In all honesty I have my local and known very good watchmaker service even in-warranty watches... but if treated well warranty work is rare except for infant mortality failures.

I do find many 'watchmakers' are hackers. The TAGHeuer folks are good. My local guy is good. I just don't know about who the grey market folks outsource to (I am doubtful they have in-house watchmakers).

You pays your money and you takes your choice!


----------



## stefano11 (Feb 23, 2012)

I've had an F1 Quartz from AD $800msrp bought for $560, needed hands repaired twice, after 4 yrs, sold on Craigslist for $350.... had a white carrera day date on leather bought new from AD for 25% off ($2800), great watch, no problems, sold a year later for $1800... had an Aquaracer 300m new from AD $1800, no problems, sold a year later for $950.... conclusion: buy used for less resale hit, do research on specific model for problems w/ movement, crown, etc, QC for Quartz and aquaracers seem hit or miss... Carreras seem to have better QC and finish.

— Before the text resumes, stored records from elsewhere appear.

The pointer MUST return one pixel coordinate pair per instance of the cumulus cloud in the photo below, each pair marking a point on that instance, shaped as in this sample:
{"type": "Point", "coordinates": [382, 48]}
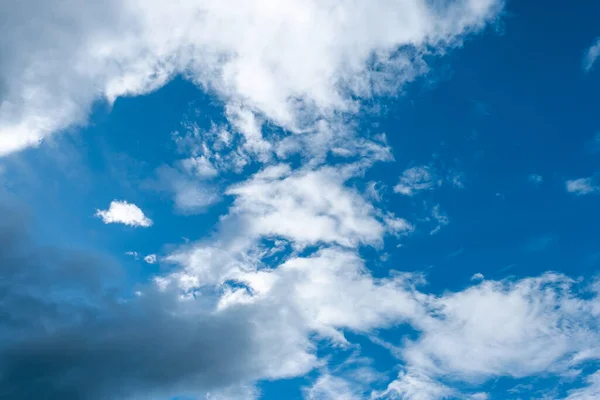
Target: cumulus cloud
{"type": "Point", "coordinates": [69, 332]}
{"type": "Point", "coordinates": [591, 55]}
{"type": "Point", "coordinates": [292, 64]}
{"type": "Point", "coordinates": [122, 212]}
{"type": "Point", "coordinates": [582, 186]}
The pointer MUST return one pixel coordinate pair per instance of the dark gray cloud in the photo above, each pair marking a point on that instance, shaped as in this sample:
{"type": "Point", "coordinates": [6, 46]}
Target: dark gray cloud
{"type": "Point", "coordinates": [67, 333]}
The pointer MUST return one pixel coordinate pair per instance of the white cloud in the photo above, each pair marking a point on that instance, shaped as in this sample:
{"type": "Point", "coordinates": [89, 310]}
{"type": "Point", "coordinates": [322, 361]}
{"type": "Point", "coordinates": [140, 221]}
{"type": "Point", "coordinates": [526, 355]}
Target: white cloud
{"type": "Point", "coordinates": [188, 185]}
{"type": "Point", "coordinates": [478, 277]}
{"type": "Point", "coordinates": [589, 392]}
{"type": "Point", "coordinates": [291, 63]}
{"type": "Point", "coordinates": [134, 254]}
{"type": "Point", "coordinates": [122, 212]}
{"type": "Point", "coordinates": [536, 179]}
{"type": "Point", "coordinates": [414, 385]}
{"type": "Point", "coordinates": [414, 180]}
{"type": "Point", "coordinates": [308, 207]}
{"type": "Point", "coordinates": [591, 55]}
{"type": "Point", "coordinates": [582, 186]}
{"type": "Point", "coordinates": [536, 325]}
{"type": "Point", "coordinates": [330, 387]}
{"type": "Point", "coordinates": [440, 218]}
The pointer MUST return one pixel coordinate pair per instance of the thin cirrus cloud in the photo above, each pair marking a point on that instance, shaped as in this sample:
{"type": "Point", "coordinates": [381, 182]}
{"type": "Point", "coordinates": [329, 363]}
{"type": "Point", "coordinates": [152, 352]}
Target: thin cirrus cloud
{"type": "Point", "coordinates": [581, 186]}
{"type": "Point", "coordinates": [122, 212]}
{"type": "Point", "coordinates": [591, 55]}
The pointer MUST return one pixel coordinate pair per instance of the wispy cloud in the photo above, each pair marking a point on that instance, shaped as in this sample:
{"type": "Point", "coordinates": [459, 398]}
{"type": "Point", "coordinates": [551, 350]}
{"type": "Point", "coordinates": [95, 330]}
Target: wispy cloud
{"type": "Point", "coordinates": [535, 179]}
{"type": "Point", "coordinates": [416, 179]}
{"type": "Point", "coordinates": [591, 55]}
{"type": "Point", "coordinates": [582, 186]}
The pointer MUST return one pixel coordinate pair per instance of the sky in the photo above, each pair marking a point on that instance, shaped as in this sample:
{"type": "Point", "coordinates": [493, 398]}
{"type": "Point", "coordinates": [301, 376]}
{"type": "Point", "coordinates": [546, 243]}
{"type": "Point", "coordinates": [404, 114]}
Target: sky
{"type": "Point", "coordinates": [310, 199]}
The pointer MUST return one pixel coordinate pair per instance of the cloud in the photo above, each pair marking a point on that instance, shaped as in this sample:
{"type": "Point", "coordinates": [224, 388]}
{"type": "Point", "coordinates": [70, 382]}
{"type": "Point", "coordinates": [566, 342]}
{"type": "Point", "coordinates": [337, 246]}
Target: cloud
{"type": "Point", "coordinates": [502, 328]}
{"type": "Point", "coordinates": [591, 56]}
{"type": "Point", "coordinates": [478, 277]}
{"type": "Point", "coordinates": [122, 212]}
{"type": "Point", "coordinates": [414, 180]}
{"type": "Point", "coordinates": [134, 254]}
{"type": "Point", "coordinates": [589, 392]}
{"type": "Point", "coordinates": [535, 179]}
{"type": "Point", "coordinates": [292, 64]}
{"type": "Point", "coordinates": [279, 202]}
{"type": "Point", "coordinates": [70, 332]}
{"type": "Point", "coordinates": [440, 218]}
{"type": "Point", "coordinates": [581, 186]}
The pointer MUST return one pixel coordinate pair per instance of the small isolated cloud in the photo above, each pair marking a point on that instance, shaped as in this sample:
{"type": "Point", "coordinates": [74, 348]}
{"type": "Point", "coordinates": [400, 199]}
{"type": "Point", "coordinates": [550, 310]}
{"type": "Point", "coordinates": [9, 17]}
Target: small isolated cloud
{"type": "Point", "coordinates": [414, 180]}
{"type": "Point", "coordinates": [581, 186]}
{"type": "Point", "coordinates": [150, 258]}
{"type": "Point", "coordinates": [536, 179]}
{"type": "Point", "coordinates": [122, 212]}
{"type": "Point", "coordinates": [134, 254]}
{"type": "Point", "coordinates": [477, 277]}
{"type": "Point", "coordinates": [591, 56]}
{"type": "Point", "coordinates": [440, 217]}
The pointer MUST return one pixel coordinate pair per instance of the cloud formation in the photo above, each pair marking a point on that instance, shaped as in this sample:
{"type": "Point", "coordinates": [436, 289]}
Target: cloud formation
{"type": "Point", "coordinates": [591, 55]}
{"type": "Point", "coordinates": [582, 186]}
{"type": "Point", "coordinates": [122, 212]}
{"type": "Point", "coordinates": [293, 64]}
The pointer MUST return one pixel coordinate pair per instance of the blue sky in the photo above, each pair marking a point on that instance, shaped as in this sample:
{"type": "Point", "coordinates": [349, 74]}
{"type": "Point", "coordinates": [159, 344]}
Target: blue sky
{"type": "Point", "coordinates": [312, 200]}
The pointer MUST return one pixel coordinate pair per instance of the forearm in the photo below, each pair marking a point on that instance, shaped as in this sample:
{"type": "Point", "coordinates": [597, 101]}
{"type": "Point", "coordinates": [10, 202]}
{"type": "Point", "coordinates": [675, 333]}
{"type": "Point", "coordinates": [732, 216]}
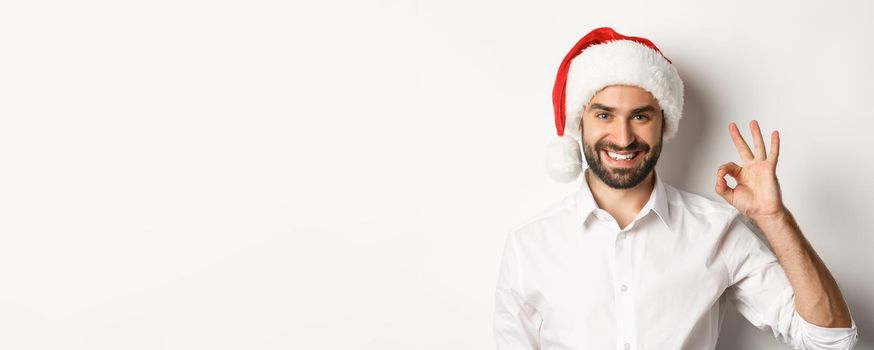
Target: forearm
{"type": "Point", "coordinates": [817, 297]}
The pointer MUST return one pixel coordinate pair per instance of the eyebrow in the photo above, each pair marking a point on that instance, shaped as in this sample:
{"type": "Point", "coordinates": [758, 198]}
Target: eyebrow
{"type": "Point", "coordinates": [647, 108]}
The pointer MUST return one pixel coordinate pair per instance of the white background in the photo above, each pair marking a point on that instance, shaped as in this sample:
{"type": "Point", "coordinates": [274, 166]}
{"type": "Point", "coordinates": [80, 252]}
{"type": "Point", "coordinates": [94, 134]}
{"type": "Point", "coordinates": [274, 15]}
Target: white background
{"type": "Point", "coordinates": [341, 175]}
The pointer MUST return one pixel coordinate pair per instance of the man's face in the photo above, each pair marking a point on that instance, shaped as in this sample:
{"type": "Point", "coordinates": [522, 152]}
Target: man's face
{"type": "Point", "coordinates": [622, 121]}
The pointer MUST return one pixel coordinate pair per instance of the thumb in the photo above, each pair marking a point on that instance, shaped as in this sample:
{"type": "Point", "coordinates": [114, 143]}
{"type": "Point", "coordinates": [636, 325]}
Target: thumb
{"type": "Point", "coordinates": [722, 187]}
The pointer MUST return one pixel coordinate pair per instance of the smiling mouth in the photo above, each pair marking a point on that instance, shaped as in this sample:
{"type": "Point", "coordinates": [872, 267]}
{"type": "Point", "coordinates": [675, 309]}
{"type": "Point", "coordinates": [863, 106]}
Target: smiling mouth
{"type": "Point", "coordinates": [621, 158]}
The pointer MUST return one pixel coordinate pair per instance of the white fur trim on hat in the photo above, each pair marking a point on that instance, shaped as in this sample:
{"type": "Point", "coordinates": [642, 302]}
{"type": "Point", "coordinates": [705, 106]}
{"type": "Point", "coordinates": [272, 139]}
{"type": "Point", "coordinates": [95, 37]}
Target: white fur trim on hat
{"type": "Point", "coordinates": [564, 160]}
{"type": "Point", "coordinates": [622, 62]}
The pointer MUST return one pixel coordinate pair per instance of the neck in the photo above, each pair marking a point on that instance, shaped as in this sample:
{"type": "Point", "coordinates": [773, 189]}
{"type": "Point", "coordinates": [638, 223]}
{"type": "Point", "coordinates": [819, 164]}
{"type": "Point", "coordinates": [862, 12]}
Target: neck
{"type": "Point", "coordinates": [622, 204]}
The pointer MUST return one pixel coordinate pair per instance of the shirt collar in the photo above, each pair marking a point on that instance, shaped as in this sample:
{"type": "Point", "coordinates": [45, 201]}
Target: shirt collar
{"type": "Point", "coordinates": [658, 201]}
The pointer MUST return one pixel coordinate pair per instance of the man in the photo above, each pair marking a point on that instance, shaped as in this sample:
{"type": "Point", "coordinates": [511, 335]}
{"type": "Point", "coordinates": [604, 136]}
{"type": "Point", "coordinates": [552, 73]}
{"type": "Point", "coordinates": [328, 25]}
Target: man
{"type": "Point", "coordinates": [629, 262]}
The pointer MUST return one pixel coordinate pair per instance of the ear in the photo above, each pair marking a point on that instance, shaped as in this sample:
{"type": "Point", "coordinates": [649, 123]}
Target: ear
{"type": "Point", "coordinates": [663, 122]}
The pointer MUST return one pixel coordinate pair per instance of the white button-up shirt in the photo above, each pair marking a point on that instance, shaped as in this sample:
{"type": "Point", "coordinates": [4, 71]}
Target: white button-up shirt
{"type": "Point", "coordinates": [571, 278]}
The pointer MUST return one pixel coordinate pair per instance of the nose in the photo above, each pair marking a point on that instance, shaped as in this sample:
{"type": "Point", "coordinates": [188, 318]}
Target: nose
{"type": "Point", "coordinates": [623, 135]}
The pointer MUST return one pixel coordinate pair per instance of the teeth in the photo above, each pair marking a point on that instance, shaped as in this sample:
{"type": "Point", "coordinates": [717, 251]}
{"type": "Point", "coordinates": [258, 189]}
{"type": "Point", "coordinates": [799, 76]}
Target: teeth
{"type": "Point", "coordinates": [618, 156]}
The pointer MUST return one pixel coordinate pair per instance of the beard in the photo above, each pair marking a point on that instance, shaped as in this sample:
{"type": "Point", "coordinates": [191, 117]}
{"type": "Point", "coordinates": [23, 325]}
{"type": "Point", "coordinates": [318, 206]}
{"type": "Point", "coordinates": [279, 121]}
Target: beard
{"type": "Point", "coordinates": [622, 178]}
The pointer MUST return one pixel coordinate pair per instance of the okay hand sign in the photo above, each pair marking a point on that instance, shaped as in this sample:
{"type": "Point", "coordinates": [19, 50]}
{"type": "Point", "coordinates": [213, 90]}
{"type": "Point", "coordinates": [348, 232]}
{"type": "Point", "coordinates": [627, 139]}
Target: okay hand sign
{"type": "Point", "coordinates": [757, 194]}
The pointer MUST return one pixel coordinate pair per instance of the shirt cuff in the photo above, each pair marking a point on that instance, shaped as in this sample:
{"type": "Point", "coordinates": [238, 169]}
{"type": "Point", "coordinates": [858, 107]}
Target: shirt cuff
{"type": "Point", "coordinates": [836, 338]}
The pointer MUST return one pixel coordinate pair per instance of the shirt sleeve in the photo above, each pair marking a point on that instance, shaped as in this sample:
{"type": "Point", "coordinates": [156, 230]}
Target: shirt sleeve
{"type": "Point", "coordinates": [516, 323]}
{"type": "Point", "coordinates": [761, 292]}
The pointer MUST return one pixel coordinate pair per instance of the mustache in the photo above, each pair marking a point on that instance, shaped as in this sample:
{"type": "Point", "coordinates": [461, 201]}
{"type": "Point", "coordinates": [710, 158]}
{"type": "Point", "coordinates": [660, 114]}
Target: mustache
{"type": "Point", "coordinates": [633, 147]}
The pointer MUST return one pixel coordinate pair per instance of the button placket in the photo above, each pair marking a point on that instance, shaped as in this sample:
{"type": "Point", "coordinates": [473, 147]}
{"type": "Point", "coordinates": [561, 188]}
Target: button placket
{"type": "Point", "coordinates": [624, 309]}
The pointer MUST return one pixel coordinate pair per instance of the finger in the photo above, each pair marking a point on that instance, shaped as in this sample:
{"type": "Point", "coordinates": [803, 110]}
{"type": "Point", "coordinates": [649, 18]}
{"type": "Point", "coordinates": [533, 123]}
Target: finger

Sent from my iPhone using Tapatalk


----------



## Triton9 (Sep 30, 2011)

Tag produce good reliable watch. If not for the resale value thing, I will rank high of Tag watch. None of my Tag watches are new and all pre own. So even I selling it off. I loses 10% or break even.


----------



## Vovan (Nov 2, 2014)

Reliability is very important to me.
I assume after the warranty expires I can still find some watch repairmen that can fix my watch if anything goes wrong?


----------



## Neeko (Nov 21, 2012)

Any thoughts about the overall quality (and especially the crown, barrel etc) on the TAG CT2111? It's an older model and if one was properly serviced 2 years ago how long could one expect it to run properly without problems of worn properly?


----------



## Triton9 (Sep 30, 2011)

Neeko said:


> Any thoughts about the overall quality (and especially the crown, barrel etc) on the TAG CT2111? It's an older model and if one was properly serviced 2 years ago how long could one expect it to run properly without problems of worn properly?


It using the vulnerable ETA 7750 based movt. Shall not have any problem and can run for long time with good accuracy.


----------



## Neeko (Nov 21, 2012)

It's a watch I'm looking at possibly purchasing. Apparently it has the TH16/Valjoux 7750 mvmt.
Thanks for your positive response.


----------



## marinemaster (Apr 23, 2006)

From my limited experience with Tag quartz - not Tag watch itself but the ETA movement they use. There was nothing wrong with the watch itself just the movement. I have good experience with the quartz ETA 955.xx series with 7 jewels in the Tag, the older 2000 series. It was solid never had any issues. The newer Tag use the quartz F0x.xxx series and it has not been as reliable. The date would not change reliably and the hands were too loose. So again the watch itself was great, just the movement that ETA makes not so good.


----------



## Alastair 44 (Nov 16, 2014)

Yep recently bought an aquaracer 300m quartz and really like this watch! It's great to wear in
any occasion including the gym, sauna and pool! Will definitely not sell this watch!


----------



## Declan79 (Dec 27, 2014)

For some model like WAH 1013, i noticed in my place now the price is higher than before....i believed that also for several model from all series (formula,aquaracer,link,carrera,etc)


----------



## marinemaster (Apr 23, 2006)

Alastair 44 said:


> Yep recently bought an aquaracer 300m quartz and really like this watch! It's great to wear in
> any occasion including the gym, sauna and pool! Will definitely not sell this watch!


I think sauna is a bad news for watches in general. Is just too hot, the rubber seals don't like it.


----------